Another hypothesis is put forward by Silvia Hamilton, in her preface to the 1976 sale. She only dwells on this drawing – while many others were presented – assuring that it evokes « the scenes of his cinematic past [from Saint-Exupéry] in Hollywood (Night Flight), illustrated by the drawing of two planets, one bearing « Fox-MGM » and the other « Earth », on which, in despair, he hangs himself. » Indeed, the movie adaptation rights for the novel Vol de nuit had been sold to Hollywood, and the film directed by Clarence Brown, distributed by the MGM, was released in theaters in 1933. In 1942, Night Flight was withdrawn from circulation following a dispute between Saint-Exupéry and MGM.
Under the following lot, is a splendid set of 10 original drawings Saint-Exupéry drew in New York in 1942, foreshadowing the illustration of The Little Prince. It is estimated 30,000 to 50,000 Euros.
Several important characters of the story are featured among these sketches : the charming eponymous hero of the tale, the lamplighter « so faithful to the instruction » to turn on and off its streetlight « once a minute », as well as the butterfly hunter on his planet that does not appear in the tale after all, and whose original watercolor is kept at the Morgan Library.

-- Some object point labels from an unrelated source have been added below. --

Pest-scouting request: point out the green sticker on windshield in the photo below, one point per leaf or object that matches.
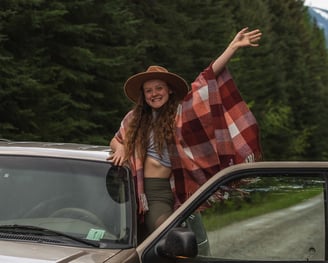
(95, 234)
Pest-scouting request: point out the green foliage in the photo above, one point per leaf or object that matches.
(63, 65)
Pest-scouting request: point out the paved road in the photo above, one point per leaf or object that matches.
(293, 233)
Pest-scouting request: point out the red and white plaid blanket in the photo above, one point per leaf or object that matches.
(214, 129)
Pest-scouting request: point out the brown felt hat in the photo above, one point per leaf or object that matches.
(133, 86)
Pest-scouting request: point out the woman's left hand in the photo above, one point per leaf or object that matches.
(245, 38)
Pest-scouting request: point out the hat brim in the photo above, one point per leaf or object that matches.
(133, 86)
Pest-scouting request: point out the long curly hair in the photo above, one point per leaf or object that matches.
(143, 122)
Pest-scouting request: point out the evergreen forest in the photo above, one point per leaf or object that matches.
(63, 65)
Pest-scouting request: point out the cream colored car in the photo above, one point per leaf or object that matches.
(66, 203)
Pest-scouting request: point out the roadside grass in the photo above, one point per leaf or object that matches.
(237, 209)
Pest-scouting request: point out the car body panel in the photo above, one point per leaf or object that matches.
(146, 251)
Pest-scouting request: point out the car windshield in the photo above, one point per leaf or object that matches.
(85, 200)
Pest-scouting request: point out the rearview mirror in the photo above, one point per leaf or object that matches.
(179, 243)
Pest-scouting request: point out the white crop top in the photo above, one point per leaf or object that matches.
(151, 151)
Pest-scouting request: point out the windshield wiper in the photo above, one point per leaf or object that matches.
(43, 232)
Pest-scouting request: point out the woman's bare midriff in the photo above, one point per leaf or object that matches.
(154, 169)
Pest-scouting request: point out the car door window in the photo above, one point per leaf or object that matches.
(278, 217)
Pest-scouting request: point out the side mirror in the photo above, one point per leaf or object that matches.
(179, 243)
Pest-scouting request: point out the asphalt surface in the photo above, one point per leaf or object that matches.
(295, 233)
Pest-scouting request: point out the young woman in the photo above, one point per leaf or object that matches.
(174, 139)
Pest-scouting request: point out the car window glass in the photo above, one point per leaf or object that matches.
(67, 195)
(263, 218)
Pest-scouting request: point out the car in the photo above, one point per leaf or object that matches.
(64, 202)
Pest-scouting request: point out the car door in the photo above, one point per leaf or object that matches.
(255, 212)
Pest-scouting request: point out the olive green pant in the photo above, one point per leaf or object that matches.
(160, 202)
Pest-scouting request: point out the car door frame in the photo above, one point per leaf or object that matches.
(147, 249)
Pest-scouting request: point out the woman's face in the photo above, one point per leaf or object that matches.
(156, 93)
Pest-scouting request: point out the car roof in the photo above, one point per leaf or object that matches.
(54, 149)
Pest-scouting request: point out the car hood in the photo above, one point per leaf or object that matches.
(37, 253)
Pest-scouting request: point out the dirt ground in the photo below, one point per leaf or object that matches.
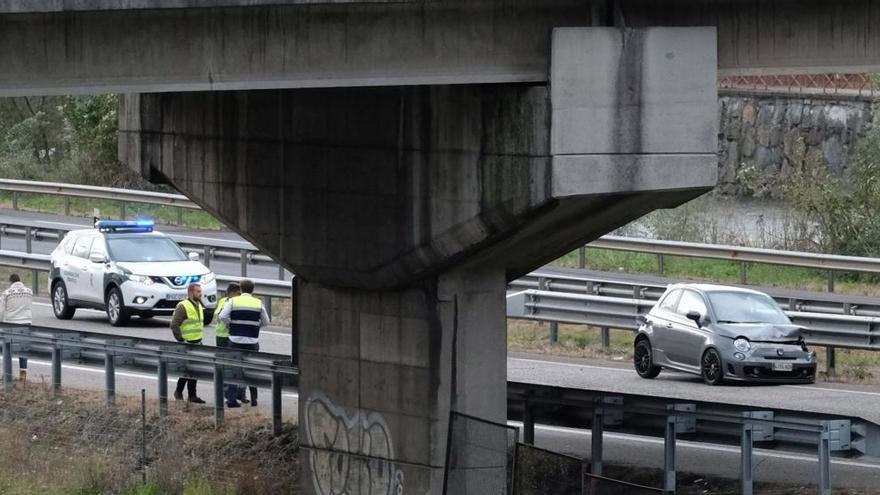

On the back of the sheet are seven sketches: one probably shows the businessman, « this man . . . so busy that he did not even raise his head at the arrival of the little prince » (ch. XIII) ; a double study or « drawing of open or closed boa snakes » for the « boa snake that digested an elephant » in which great people, who « always need explanations » invariably answer « it’s a hat » (ch. I) ; and at the bottom of this page is the sketch of a snake « thin as a finger » (ch. XVII). Finally, three other sketches of unidentified characters complete this remarkable sheet, including an elegant dandy.
The morphology with which the Little Prince is characterized, as well as the presence of these characters that were not used to illustrate the tale, specifies, the dating around 1942, making this ensemble a valuable testimony to the genesis and iconographic research of the author of this major work of French literature of the 20th century.